Blöschl, Lilian: Belohnung und Bestrafung im Lernexperiment. Beltz Monographien, Psychologie. Weinhelm, Berlin, Basel (Julius Beltz) 1969. 200 Seiten, 38,— DM.

Review by:
Ingrid Matthes

Schon der Titel zeigt die von der Autorin bewußt angeastrebte Beschränkung auf die Experimentalsituation; sie findet einen Brückenschlag zu klinischen oder pädagogischen Bereichen verfrüht, da sie es zunächst für notwendig hält, “das Problem selbst mit den in ihm enthaltenen Begriffen und Relationen einer Analyse zu unterziehen” (S. 14). Dieses Problem wird durch die Frage der relativen Effizienz von Belohnung und Bestrafung gestellt: “Überall dort, wo Verhalten auf motivationalem Weg beeinflußt werden soll, steht man vor der Tatsache, daß es dazu prinzipiell zwei Möglichkeiten gibt: die, erwünschte Verhaltensweisen bzw. die Vermeidung unerwünschter Verhaltensweisen zu belohnen und die, unerwünschte bzw. die Vermeidung erwünschter Verhaltensweisen zu bestrafen” (S. 14).

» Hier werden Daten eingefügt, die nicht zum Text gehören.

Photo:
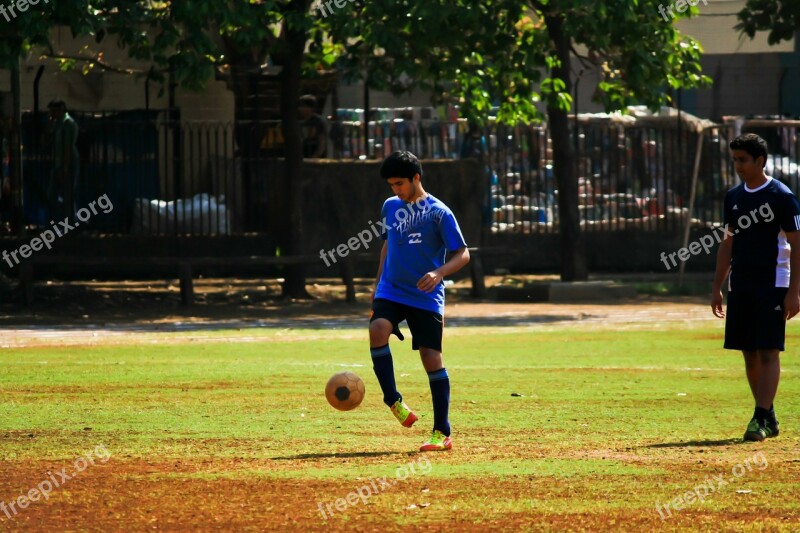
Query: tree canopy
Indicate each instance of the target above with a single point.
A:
(520, 55)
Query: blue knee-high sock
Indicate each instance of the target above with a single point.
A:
(440, 394)
(384, 371)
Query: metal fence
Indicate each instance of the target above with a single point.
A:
(167, 176)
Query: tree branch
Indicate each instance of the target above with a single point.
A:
(51, 54)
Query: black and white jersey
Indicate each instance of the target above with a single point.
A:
(759, 219)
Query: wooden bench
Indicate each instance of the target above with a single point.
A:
(184, 268)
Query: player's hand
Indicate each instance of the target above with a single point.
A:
(791, 305)
(716, 304)
(430, 281)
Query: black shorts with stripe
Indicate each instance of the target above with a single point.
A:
(426, 326)
(754, 319)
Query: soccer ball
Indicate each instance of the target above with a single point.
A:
(344, 391)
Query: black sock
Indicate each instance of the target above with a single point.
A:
(440, 394)
(761, 414)
(384, 371)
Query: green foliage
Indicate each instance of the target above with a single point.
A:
(499, 52)
(480, 53)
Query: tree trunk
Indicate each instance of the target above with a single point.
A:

Die Autorin fragt nach dem Beitrag der Lernpsychologie zu dieser Fragestellung und stellt fest, daß die Masse der Experimente im Rahmen der theoretischen Überlegungen von Thorndike, Hull und Skinner durchgeführt wurden. Diese Überlegungen lauten grob zusammengefaßt im “empirischen Gesetz des Effekts”: “Die Wahrscheinlichkeit des Auftretens einer bestimmten Handlung nimmt im allgemeinen im Anschluß an eine Belohnung dieser Handlung zu; sie nimmt im allgemeinen im Anschluß an eine Bestrafung dieser Handlung ab” (S.13).